In Finlandia, se un bambino nasce fuori dalla Paese da genitori finlandesi, può ottenere la cittadinanza per discendenza, ma se non risiede mai in Finlandia e non dimostra un legame con il paese entro i 22 anni, può perdere la cittadinanza. Il Portogallo ha introdotto la necessità di dimostrare un “legame effettivo” con il paese — uno standard introdotto per evitare abusi, mentre la Spagna ha prorogato la cosiddetta “Ley de Nietos”, che consente ai discendenti di esiliati spagnoli di presentare domanda fino al 2025.
Insomma, mentre l’Europa si confronta variagati parametri di cittadinanza per discendenza, che rimane certamente uno strumento tramite il quale i diritti legati all’eredità e le responsabilità della cittadinanza trovano diversi bilanciamenti.
Nel 2010 ho scritto il mio primo saggio scientifico dal titolo “Normative Discussions on European Identity: A Puzzle for Social Science?“, che potremmo tradurre con “Discussioni normative sull’identità europea: un enigma per le scienze sociali?”. Praticamente affrontavo differenti punti di vista concettuali dei tre principali approcci normativi riguardanti ciò che l’identità europea dovrebbe/potrebbe essere. Niente di più desueto, verrebbe da scrivere ora.
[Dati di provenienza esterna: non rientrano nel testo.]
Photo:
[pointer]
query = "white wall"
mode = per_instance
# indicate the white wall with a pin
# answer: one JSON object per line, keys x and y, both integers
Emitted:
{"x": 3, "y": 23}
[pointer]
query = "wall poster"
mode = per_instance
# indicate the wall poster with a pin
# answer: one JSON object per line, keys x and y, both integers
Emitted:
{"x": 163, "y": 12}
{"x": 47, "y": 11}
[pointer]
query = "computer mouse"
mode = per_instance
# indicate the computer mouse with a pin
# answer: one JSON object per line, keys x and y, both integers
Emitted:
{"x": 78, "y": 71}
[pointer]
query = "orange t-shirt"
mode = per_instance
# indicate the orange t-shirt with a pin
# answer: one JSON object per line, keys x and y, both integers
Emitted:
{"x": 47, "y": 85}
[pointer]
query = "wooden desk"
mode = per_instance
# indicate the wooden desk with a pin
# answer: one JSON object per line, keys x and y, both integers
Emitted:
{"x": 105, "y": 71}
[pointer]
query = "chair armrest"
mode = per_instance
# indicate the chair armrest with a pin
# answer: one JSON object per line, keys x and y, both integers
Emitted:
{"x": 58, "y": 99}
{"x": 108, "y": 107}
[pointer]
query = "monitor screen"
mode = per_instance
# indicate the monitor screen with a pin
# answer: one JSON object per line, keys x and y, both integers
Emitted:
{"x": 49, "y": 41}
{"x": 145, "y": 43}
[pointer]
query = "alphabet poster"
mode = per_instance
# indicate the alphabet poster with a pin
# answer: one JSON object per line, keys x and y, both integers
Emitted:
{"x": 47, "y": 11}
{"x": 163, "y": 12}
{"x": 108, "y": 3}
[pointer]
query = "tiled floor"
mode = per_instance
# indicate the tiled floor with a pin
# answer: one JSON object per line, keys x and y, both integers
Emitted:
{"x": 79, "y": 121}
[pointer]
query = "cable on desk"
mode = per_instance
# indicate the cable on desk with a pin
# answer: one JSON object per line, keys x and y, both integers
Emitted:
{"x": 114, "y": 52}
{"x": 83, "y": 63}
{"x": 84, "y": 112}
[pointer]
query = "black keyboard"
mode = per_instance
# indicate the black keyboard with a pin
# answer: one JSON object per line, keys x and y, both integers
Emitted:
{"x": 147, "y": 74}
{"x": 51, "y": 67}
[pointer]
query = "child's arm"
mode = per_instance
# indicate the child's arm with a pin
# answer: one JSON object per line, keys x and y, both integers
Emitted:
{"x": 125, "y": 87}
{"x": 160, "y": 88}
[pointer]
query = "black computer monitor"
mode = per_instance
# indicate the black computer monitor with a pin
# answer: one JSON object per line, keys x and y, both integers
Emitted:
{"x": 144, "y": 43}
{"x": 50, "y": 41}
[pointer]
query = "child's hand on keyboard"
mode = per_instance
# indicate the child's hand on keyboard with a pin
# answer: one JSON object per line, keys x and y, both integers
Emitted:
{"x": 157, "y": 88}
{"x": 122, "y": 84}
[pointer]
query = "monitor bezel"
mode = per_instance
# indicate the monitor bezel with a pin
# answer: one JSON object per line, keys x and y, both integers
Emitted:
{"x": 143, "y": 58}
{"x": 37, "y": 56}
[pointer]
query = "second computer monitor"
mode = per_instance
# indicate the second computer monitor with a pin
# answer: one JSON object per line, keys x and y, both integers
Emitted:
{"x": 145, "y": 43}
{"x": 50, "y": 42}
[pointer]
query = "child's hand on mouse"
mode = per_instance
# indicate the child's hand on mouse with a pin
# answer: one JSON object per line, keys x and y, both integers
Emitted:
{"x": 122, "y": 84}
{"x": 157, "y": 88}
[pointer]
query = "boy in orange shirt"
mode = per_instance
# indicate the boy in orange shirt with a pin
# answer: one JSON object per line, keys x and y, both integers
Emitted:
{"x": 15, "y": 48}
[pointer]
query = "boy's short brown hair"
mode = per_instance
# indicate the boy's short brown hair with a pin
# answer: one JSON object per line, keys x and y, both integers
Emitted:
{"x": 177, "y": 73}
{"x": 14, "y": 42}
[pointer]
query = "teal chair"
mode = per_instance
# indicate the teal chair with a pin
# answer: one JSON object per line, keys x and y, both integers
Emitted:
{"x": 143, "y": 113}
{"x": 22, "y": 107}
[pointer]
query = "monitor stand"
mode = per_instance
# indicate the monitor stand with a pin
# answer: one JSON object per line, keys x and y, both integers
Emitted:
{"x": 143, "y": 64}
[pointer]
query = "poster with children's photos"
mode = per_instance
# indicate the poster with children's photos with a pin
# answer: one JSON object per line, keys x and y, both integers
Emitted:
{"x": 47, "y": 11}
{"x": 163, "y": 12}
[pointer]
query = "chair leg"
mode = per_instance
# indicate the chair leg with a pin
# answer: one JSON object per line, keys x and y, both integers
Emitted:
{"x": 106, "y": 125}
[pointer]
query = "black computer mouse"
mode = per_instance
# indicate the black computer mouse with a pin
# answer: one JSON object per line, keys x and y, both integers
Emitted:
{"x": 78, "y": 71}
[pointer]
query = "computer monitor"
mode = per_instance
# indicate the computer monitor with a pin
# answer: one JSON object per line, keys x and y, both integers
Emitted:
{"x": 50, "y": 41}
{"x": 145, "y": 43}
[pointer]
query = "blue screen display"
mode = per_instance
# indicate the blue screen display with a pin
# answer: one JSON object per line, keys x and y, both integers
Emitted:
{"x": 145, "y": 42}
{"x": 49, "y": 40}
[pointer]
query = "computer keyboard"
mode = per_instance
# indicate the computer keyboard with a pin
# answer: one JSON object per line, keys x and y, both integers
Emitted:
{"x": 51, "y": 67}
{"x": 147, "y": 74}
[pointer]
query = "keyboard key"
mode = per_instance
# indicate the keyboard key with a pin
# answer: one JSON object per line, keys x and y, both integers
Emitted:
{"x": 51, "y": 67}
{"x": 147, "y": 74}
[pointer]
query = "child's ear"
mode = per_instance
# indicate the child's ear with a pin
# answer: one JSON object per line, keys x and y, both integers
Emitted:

Con il dibattito che si concentra prevalentemente sulle questioni nazionali legate alla trasmissione della cittadinanza italiana, le sfide e le opportunità offerte dalla cittadinanza europea passano in secondo piano, nessuno ne parla (più) nell’area pubblica. Ma così facendo non si rischia di offuscare e dimenticare di discutere anche di cosa significhi oggi appartenere a una comunità più ampia, europea, e di come le identità nazionali e europee si intersechino e si influenzino reciprocamente?
Stupisce – o forse no – il flebile dibattito politico, rispetto al poleverone in corso – che riguarda lo ius soli o lo ius scholae, forme che rispondono alla realtà di milioni di giovani cresciuti, educati e integrati nei Paesi in cui vivono. Continuare a privilegiare modelli di cittadinanza basati esclusivamente sulla discendenza pare un dibattito miope perché l’identità oggi non può più essere definita solo “dal sangue” o, se vogliamo, da legami di parentato stretto, ma va ripensata in termini di appartenenza sociale, culturale e civica. Parlare di cittadinanza per chi nasce o studia in un Paese europeo significa riconoscere diritti concreti e costruire una società più giusta e inclusiva, anziché perpetuare logiche esclusivamente etniche o anacronistiche. Una democrazia matura non può continuare a escludere chi già partecipa attivamente alla vita del Paese. Serve coraggio politico per riconoscere che l’identità si costruisce anche attraverso la condivisione di esperienze, istruzione e valori, non solo per eredità.